Face masks while exercising trial (MERIT): a cross-over randomised controlled study.
Jones N., Oke J., Marsh S., Nikbin K., Bowley J., Dijkstra HP., Hobbs FR., Greenhalgh T.
OBJECTIVES: Physical exertion is a high-risk activity for aerosol emission of respiratory pathogens. We aimed to determine the safety and tolerability of healthy young adults wearing different types of face mask during moderate-to-high intensity exercise. DESIGN: Cross-over randomised controlled study, completed between June 2021 and January 2022. PARTICIPANTS: Volunteers aged 18-35 years, who exercised regularly and had no significant pre-existing health conditions. INTERVENTIONS: Comparison of wearing a surgical, cloth and filtering face piece (FFP3) mask to no mask during 4×15 min bouts of exercise. Exercise was running outdoors or indoor rowing at moderate-to-high intensity, with consistency of distance travelled between bouts confirmed using a smartphone application (Strava). Each participant completed each bout in random order. OUTCOMES: The primary outcome was change in oxygen saturations. Secondary outcomes were change in heart rate, perceived impact of face mask wearing during exercise and willingness to wear a face mask for future exercise. RESULTS: All 72 volunteers (mean age 23.9) completed the study. Changes in oxygen saturations did not exceed the prespecified non-inferiority margin (2% difference) with any mask type compared with no mask. At the end of exercise, the estimated average difference in oxygen saturations for cloth mask was -0.07% (95% CI -0.39% to 0.25%), for surgical 0.28% (-0.04% to 0.60%) and for FFP3 -0.21% (-0.53% to 0.11%).
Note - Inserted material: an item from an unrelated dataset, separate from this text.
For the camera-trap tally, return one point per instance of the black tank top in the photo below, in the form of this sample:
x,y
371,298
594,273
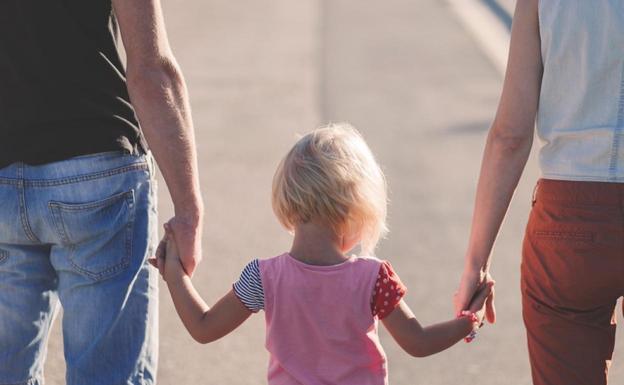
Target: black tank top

The corresponding estimated average difference in heart rate for cloth mask was -1.20 bpm (95% CI -4.56 to 2.15), for surgical 0.36 bpm (95% CI -3.01 to 3.73) and for FFP3 0.52 bpm (95% CI -2.85 to 3.89). Wearing a face mask caused additional symptoms such as breathlessness (n=13, 18%) and dizziness (n=7, 10%). 33 participants broadly supported face mask wearing during exercise, particularly indoors, but 22 were opposed. CONCLUSION: This study adds to previous findings (mostly from non-randomised studies) that exercising at moderate-to-high intensity wearing a face mask appears to be safe in healthy, young adults. TRIAL REGISTRATION NUMBER: NCT04932226.